È convinto di una teoria: ogni teoria sottostà ad un convincimento a cui qualcuno tiene, ma la convinzione della veridicità di una teoria fa parte della teoria stessa o pertiene al chi? E tale chi è illusorio?
Di ogni teoria si può dubitare: chi e in base a cosa darà credito al dubbio se il dubbio sia un atto originario o il prodotto di un’attività cerebrale?
Nelle neurofilosofie si annida il rischio di una circolarità irrisolta, in quanto non è lecito usare come argomento di dimostrazione quel che è da dimostrare. Irrisolta, ma senz’altro risolvibile sforando in un a priori: è essenziale chiederci quale valore fondativo attribuiamo al dubbio.
Nel Fedone, Socrate non va certo in tribunale a sottoporsi a giudizio perché ha le gambe e i muscoli (o le funzioni di ricordo, percezione, riconoscimento, ragione). Egli esperisce un sentire, un convincimento e una motivazione, che si servono delle gambe e dei muscoli. Esperisce un interesse, la cosa lo riguarda massimamente, ne va di un chi. Come scrive Eugene P. Wigner: «Non è difficile ottenere l’ammissione della realtà di “io” anche da un convinto materialista, basta che sia disposto a rispondere ad alcune domande, del tipo: “Se tutto ciò che esiste sono alcuni complicati processi biochimici del tuo cervello, perché ti interessa cosa sono quei processi?”[21]».

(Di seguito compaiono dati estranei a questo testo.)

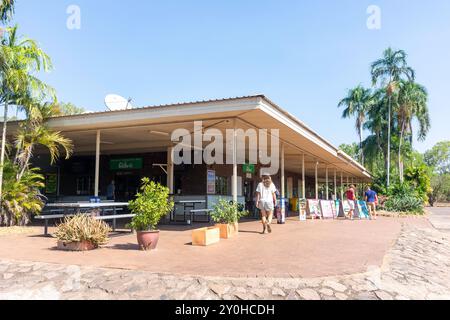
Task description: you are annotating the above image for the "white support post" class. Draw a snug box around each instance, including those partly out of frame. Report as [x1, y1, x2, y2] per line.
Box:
[325, 166, 329, 200]
[302, 154, 305, 199]
[334, 169, 337, 200]
[232, 119, 238, 203]
[281, 144, 285, 200]
[94, 130, 100, 197]
[167, 147, 174, 194]
[341, 172, 344, 200]
[315, 162, 319, 200]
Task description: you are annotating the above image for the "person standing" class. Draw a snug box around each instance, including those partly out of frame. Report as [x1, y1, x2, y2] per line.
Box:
[364, 186, 378, 220]
[346, 184, 356, 220]
[106, 180, 116, 201]
[256, 174, 277, 234]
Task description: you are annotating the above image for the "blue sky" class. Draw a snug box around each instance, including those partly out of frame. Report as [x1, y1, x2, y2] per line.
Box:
[12, 0, 450, 152]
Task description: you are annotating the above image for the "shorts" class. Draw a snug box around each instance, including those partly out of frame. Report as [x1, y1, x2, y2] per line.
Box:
[347, 200, 355, 210]
[367, 202, 376, 212]
[258, 201, 275, 212]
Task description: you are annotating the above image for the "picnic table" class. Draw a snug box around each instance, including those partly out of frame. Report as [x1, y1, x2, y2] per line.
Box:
[173, 200, 207, 225]
[35, 202, 131, 236]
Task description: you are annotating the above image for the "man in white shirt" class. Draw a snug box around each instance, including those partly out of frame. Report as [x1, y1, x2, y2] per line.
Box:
[255, 174, 277, 234]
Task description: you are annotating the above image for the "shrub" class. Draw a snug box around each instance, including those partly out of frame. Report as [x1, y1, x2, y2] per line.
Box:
[55, 215, 111, 246]
[128, 178, 174, 231]
[210, 199, 249, 224]
[384, 195, 424, 214]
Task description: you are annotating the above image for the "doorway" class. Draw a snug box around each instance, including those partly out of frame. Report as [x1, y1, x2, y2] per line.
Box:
[114, 173, 141, 201]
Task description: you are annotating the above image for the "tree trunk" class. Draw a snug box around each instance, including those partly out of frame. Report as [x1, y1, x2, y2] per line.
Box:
[398, 121, 405, 183]
[387, 95, 392, 188]
[0, 101, 9, 206]
[359, 123, 364, 166]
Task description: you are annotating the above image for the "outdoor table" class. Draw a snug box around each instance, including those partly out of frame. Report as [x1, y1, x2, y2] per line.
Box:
[174, 200, 206, 224]
[41, 202, 130, 234]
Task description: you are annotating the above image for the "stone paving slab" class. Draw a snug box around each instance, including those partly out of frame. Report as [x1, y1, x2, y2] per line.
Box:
[0, 225, 449, 300]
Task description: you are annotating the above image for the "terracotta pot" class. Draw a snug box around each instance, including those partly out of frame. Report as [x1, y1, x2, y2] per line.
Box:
[192, 227, 220, 246]
[57, 240, 97, 251]
[137, 230, 160, 251]
[216, 222, 239, 239]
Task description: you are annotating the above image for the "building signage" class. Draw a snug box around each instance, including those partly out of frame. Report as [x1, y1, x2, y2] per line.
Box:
[110, 158, 143, 171]
[207, 170, 216, 194]
[243, 163, 255, 174]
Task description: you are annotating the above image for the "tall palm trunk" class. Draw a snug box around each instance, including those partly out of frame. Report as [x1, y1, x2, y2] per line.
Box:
[0, 100, 9, 203]
[359, 122, 364, 165]
[387, 95, 392, 187]
[398, 120, 405, 183]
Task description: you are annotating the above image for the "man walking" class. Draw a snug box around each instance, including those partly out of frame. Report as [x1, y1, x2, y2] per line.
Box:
[364, 186, 378, 220]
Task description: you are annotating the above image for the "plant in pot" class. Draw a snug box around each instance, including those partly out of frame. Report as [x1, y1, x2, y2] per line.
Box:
[128, 178, 174, 251]
[210, 199, 249, 239]
[55, 214, 111, 251]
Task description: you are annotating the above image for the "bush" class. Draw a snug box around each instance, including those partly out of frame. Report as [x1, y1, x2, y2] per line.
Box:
[55, 215, 111, 246]
[384, 195, 424, 214]
[128, 178, 174, 231]
[210, 199, 249, 224]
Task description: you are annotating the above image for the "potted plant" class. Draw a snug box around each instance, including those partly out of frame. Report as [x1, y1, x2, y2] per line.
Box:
[128, 178, 174, 251]
[210, 199, 249, 239]
[55, 215, 111, 251]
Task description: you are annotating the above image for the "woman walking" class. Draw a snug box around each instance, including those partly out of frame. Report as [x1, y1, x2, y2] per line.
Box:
[256, 174, 277, 234]
[346, 184, 357, 220]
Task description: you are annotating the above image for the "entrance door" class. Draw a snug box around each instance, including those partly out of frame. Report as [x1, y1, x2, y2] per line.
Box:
[243, 180, 255, 217]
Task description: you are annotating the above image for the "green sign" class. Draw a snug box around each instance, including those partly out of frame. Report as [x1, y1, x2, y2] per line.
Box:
[110, 158, 143, 171]
[243, 163, 255, 174]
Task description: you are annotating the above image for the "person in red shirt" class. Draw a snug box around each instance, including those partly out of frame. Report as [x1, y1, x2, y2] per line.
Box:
[346, 185, 356, 220]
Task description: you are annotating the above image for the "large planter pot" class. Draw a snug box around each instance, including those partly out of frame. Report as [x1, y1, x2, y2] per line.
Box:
[137, 230, 160, 251]
[57, 240, 97, 251]
[192, 227, 220, 246]
[216, 222, 239, 239]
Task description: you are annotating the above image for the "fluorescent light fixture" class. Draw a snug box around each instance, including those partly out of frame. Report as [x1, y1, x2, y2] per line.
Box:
[150, 130, 170, 136]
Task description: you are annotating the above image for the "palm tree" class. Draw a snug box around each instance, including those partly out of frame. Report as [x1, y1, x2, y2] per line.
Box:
[14, 100, 73, 180]
[0, 25, 54, 200]
[371, 48, 415, 187]
[0, 0, 14, 24]
[338, 85, 374, 165]
[396, 81, 430, 182]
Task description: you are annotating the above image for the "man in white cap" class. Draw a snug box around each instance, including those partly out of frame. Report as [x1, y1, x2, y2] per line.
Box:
[255, 173, 277, 234]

Non è energia: benché oggettivamente il cervello consumi quanto una lampadina da 20 Watt e benché si manifesti come intenzione attiva nel mondo (che ha degli effetti energetici, azioni, pulsioni: non è solo un’eco vuota e causalmente inefficace), la coscienza non è una forma di energia, in quanto l’energia non sente e non capisce. La coscienza sente le energie, anche quelle psicofisiche più sottili che ci attraversano, e in qualche modo interagisce con esse. Non siamo solo il condensato di un fulmine, siamo ciò che sente. Forse esistono stati energetici particolari della mente cosciente che si possano apprezzare dall’esterno, ma tutto questo non ha rilevanza perché non è in quelle correnti che troveremo l’esperienza di sentire, o il sapore di una comprensione. Ai fini della ricerca della coscienza, ci darebbero le stesse conoscenze oggettive che otterremmo dalle cellule del fegato.
Non è informazione: avendo natura immateriale l’informazione è sempre stata – da quando la religione si è indebolita e la mente è stata scissa dall’anima, in altre parole dalla questione della sua immortalità – il candidato ideale a spiegare gli eventi della mente e della coscienza. Ma se può spiegare alcune funzioni mentali, il calcolo logico delle reti neurali non spiega come da quelle funzioni emergano affettività e significati. Questi sono elementi in più, irriducibili ad algoritmi.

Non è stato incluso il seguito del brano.